Паула вздохнула, задумчиво взглянула на него, и вдруг оба одновременно бросились, чтобы первым занять ванную комнату. Победила Паула, и Рауль снова повалился на постель и закурил. «Хорошенько исхлестать»… И еще кое-кого следовало бы хорошенько исхлестать. Исхлестать цветами и мокрыми полотенцами, медленно, с наслаждением исцарапать. И чтобы это длилось часами, прерываясь лишь для примирений и ласк, словно диалог статуй…
В половине одиннадцатого на палубе стали появляться первые пассажиры. Какой-то совершенно дурацкий горизонт окружал «Малькольм», и Пушку наскучило выискивать подтверждение чудес, предсказанных Персио и Хорхе.
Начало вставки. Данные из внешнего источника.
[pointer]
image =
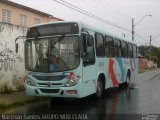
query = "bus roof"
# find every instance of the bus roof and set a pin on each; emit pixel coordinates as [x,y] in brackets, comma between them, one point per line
[92,28]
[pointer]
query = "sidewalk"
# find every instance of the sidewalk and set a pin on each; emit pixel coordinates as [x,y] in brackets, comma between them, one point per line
[19,98]
[16,99]
[149,74]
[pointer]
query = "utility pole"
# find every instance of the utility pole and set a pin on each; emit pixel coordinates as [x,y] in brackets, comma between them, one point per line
[150,45]
[132,29]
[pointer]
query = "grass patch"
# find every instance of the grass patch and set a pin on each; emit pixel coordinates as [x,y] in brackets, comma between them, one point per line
[19,103]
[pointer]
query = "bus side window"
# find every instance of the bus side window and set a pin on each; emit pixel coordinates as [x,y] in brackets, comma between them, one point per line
[109,46]
[100,51]
[88,46]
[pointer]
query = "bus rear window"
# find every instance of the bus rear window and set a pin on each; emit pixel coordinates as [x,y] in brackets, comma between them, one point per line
[53,29]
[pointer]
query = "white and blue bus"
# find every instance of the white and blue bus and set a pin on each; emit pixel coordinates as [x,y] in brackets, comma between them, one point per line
[73,59]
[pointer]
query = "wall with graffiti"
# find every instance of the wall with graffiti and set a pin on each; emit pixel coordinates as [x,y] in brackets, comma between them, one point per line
[12,70]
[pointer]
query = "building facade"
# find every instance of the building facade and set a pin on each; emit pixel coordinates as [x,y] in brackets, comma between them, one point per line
[14,21]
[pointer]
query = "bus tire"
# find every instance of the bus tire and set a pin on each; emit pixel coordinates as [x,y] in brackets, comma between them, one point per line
[128,76]
[100,88]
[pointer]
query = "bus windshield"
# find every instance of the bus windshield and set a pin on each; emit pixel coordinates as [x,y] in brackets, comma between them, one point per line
[54,54]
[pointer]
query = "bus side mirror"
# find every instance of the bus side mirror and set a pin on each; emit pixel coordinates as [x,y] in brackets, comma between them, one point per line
[89,41]
[16,47]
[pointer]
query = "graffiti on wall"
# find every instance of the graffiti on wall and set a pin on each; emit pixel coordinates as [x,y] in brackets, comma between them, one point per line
[8,59]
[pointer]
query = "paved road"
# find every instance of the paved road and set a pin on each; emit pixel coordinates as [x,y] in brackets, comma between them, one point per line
[117,103]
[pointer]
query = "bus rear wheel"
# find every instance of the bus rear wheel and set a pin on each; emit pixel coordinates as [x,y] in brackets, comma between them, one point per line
[100,88]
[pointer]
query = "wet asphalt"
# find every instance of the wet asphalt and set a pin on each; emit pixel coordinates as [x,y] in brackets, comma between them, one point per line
[117,103]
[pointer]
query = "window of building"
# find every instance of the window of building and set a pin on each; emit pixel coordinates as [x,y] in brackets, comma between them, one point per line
[117,47]
[109,46]
[23,20]
[6,16]
[37,21]
[100,52]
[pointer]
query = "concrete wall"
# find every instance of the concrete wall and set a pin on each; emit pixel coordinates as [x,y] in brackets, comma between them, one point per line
[12,70]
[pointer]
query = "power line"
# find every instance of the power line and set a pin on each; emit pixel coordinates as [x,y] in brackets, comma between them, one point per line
[69,5]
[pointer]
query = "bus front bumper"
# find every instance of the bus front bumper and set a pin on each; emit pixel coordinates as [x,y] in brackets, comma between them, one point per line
[68,92]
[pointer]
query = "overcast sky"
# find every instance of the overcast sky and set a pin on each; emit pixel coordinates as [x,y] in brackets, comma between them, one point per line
[119,12]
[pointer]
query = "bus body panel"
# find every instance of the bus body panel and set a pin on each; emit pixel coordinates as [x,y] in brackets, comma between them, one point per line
[114,69]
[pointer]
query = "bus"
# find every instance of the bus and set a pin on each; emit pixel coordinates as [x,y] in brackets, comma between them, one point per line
[72,59]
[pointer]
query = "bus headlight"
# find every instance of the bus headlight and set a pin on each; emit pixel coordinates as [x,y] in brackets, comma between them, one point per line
[30,82]
[72,82]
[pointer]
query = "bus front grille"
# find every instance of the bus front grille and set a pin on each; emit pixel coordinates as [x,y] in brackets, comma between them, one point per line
[49,78]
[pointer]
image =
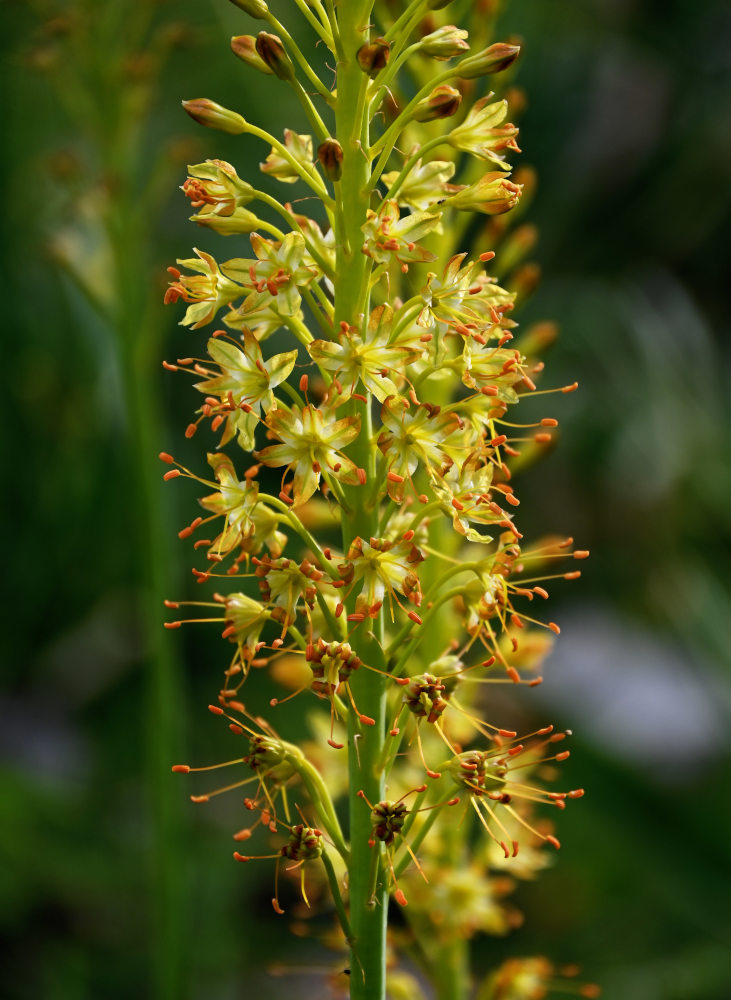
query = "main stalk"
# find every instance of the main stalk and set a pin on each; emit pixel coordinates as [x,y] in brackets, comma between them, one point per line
[368,902]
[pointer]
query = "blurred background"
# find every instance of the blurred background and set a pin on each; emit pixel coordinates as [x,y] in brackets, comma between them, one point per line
[111,884]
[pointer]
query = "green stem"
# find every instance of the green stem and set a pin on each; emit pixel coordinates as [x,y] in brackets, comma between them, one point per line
[368,902]
[336,895]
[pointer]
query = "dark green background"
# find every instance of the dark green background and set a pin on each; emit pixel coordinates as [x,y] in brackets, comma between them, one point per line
[627,124]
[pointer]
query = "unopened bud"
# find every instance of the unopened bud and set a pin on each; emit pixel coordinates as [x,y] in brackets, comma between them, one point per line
[441,103]
[213,115]
[494,59]
[244,46]
[330,155]
[273,53]
[445,42]
[254,8]
[240,221]
[493,194]
[373,56]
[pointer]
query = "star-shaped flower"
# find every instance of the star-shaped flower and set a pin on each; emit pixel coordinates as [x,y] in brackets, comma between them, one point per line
[311,445]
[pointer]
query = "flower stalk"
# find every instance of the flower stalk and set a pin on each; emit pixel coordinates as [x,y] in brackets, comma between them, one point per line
[392,578]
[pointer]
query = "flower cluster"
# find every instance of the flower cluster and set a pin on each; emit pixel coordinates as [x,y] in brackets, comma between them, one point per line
[364,516]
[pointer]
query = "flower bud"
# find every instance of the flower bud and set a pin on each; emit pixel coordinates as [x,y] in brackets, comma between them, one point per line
[330,155]
[213,115]
[239,222]
[373,56]
[494,59]
[441,103]
[445,42]
[254,8]
[273,53]
[244,46]
[493,194]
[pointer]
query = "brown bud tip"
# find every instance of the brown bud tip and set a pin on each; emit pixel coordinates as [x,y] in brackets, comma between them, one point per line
[213,115]
[244,48]
[441,103]
[373,56]
[274,55]
[330,157]
[494,59]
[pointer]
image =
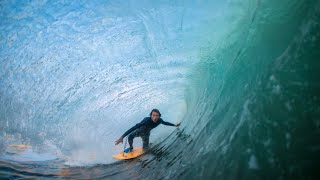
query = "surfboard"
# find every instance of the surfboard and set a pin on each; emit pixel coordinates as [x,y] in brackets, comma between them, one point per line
[130,155]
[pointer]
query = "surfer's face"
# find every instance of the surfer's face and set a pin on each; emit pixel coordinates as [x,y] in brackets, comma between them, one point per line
[155,116]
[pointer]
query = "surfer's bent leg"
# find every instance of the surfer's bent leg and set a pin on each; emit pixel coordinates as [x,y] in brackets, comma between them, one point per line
[131,137]
[145,140]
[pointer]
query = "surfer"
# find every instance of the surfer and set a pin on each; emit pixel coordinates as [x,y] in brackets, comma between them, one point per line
[143,129]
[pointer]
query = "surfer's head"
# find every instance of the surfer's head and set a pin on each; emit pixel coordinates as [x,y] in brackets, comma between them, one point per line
[155,115]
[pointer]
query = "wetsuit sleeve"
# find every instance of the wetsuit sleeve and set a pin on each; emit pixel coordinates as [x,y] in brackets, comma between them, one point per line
[167,123]
[134,128]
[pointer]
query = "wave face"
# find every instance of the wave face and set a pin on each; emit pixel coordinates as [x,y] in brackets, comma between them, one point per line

Но кто смотрел, чтобы познать все это? На сей раз не Персио, он усердно брился в своей каюте. Любой другой мог оценить обстановку, стоило лишь проявить интерес и начать осторожно продвигаться по направлению к корме, образ которой становился все более отчетливым (люди отдыхали в креслах, люди спокойно стояли у борта, люди лежали на палубе или сидели на краю бассейна). И следовательно, начиная с первой доски палубы, расположенной под ногами, любой наблюдатель (любой, потому что Персио брызгался одеколоном в своей каюте) мог медленно или быстро двигаться вперед, останавливаясь на желобках, заполненных черным или бурым варом, подниматься по вентилятору или карабкаться на марс, густо покрашенный белой краской, если, конечно, не появится желания охватить взглядом всю палубу: заметить некоторые позы или мимолетные жесты, прежде чем отвернуться и сунуть руку в карман, где лежала прохладная пачка «Честерфилд» или «Легких любительских», которых оставалось все меньше и которые с каждым разом становились все легче и все более любительскими, так как были лишены источников пополнения.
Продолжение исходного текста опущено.